Large language models (LLMs) often exhibit valuable self-monitoring signals: they can estimate their likelihood of success before tackling a problem, and judge the correctness of their output afterward. However, these latent metacognitive signals have historically been treated as passive outputs rather than active inference-control mechanisms. In short, LLMs 'know when they know,' but lack the system-level agency to act on this knowledge during reasoning.
To bridge this gap, a pioneering study introduces a 'metacognitive harness' inspired by the Nelson-Narens theory from cognitive psychology. The framework decouples self-monitoring from the core reasoning process. Specifically, for each problem, the model first generates a pre-solve 'feeling-of-knowing' (FOK) signal, followed by a post-solve 'judgment-of-learning' (JOL) signal.
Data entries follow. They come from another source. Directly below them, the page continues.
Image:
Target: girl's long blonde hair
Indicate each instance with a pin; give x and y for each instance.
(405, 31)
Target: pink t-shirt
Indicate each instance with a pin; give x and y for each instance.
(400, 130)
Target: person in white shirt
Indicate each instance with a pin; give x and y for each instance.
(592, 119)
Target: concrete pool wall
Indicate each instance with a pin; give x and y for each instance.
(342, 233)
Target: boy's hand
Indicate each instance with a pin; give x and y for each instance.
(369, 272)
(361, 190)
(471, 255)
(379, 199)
Instead of letting these signals sit passively, the harness transforms them into an explicit control interface for dynamic reasoning.
In practice, the harness dynamically orchestrates the inference flow: deciding when to trust the current solution, when to trigger a retry guided by compact metacognitive feedback, and when to aggregate multiple attempts via a final consensus mechanism. This unlocks powerful test-time scaling capabilities without requiring any base-model parameter updates or benchmark-specific fine-tuning.
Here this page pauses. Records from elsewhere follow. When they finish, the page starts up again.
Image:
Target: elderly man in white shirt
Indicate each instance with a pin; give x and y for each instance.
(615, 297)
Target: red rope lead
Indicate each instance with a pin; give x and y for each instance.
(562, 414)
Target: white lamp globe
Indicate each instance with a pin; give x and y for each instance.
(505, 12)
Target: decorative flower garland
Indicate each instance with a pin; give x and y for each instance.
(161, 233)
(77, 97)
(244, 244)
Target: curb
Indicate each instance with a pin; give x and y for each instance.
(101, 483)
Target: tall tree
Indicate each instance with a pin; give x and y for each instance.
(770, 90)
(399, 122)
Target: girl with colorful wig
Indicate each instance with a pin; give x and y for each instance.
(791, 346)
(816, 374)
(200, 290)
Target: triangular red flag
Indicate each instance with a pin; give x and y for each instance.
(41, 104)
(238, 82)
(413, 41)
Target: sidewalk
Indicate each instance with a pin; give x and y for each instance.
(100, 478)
Evaluated on text, code, and multimodal reasoning benchmarks, the harness was applied to a fixed Claude Sonnet-4.6 base model. It dramatically boosted pooled accuracy from 48.3% to 56.9%, outperforming the strongest listed leaderboard entries on three premier benchmarks: HLE-Verified, LiveCodeBench v6, and R-Bench-V. This demonstrates that LLMs already possess rich latent metacognitive abilities, but require an external harness to fully operationalize them.
[AgentUpdate Depth Analysis] Traditional LLM self-correction often suffers from 'hallucinatory loops' because the model acts as both the executor and the evaluator within the same reasoning context. By adopting the Nelson-Narens cognitive model, this metacognitive harness successfully decouples the 'monitoring plane' from the 'execution plane.' Compared to existing agentic patterns like simple loop reflection or multi-agent debate, this FOK/JOL dual-signal control serves as a lightweight cognitive OS kernel. It enables proactive 'fail-fast' behaviors through FOK and precision retries through JOL. For the broader AI Agent ecosystem, this is a major step toward systematic Test-time Scaling. It shifts the paradigm from fragile prompt-based reflection to robust cognitive control protocols, providing a blueprint for how future agents can autonomously manage their computation budgets in high-stakes environments.